No matter what happens, I give hugs and sympathy. I've spent one Origins hiding in a hotel room and avoiding the world, I don't want for someone else to feel like they need to do that. Heck, I'll even make hourly check-ins, if you need me to.
no subject
Date: 2005-05-30 01:42 am (UTC)Upon reflection, yeah. I think you are correct in that I should approach him. But I'm not going to seek out his game to talk to him, because I think it's a little rude for me to intrude on his space like that without invitation. But if I see him around, I will approach him. I'm not going to hide from Origins over this, though. But thanks for the concern.
no subject
Date: 2005-05-30 03:46 pm (UTC)As for approaching/not approaching, I think you are right about not seeking him out, but if you run into him in the Lab or in the exhibit hall or something, that would be a place to start things rolling.
And the hugs and sympathy offer still stands. OK, so the hugs offer is an open one for whenever.
no subject
Date: 2005-05-30 05:51 am (UTC)I misses you muchly!! I don't think I'm going to get to go to Origins this year. I think I'm going to end up having to stay home and take care of things around here or ::gasp:: work. Best of luck though! I hope everything works out for you.
no subject
Date: 2005-05-30 03:38 pm (UTC)no subject
Date: 2005-05-31 05:51 am (UTC)There will be people looking out for you.
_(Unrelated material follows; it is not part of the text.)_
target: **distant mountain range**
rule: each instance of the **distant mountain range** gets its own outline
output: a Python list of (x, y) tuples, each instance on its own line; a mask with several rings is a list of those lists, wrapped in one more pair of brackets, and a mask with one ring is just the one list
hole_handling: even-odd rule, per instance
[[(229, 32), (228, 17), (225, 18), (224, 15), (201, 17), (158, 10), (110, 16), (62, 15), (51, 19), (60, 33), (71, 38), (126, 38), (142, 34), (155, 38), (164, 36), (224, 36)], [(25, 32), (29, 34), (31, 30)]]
I'll be one of them :)
And, with any luck, something positive could happen
Thoughts
Date: 2005-05-31 07:08 am (UTC)It is predicated on some five years of growth -- which you must believe and expect that Erskin will have undergone, as well.
Z
P.S.: How did you find out that Erskin is coming, one wonders?
P.P.S.:
Date: 2005-05-31 07:11 am (UTC)no subject
Date: 2005-05-31 01:36 pm (UTC)Secondly, I think you've changed quite a bit since the last time you saw him, for the better. I hope that he gives you and himself chance enough to discover that, because I think he'd like who you are now. If he doesn't, though, the loss will be largely his.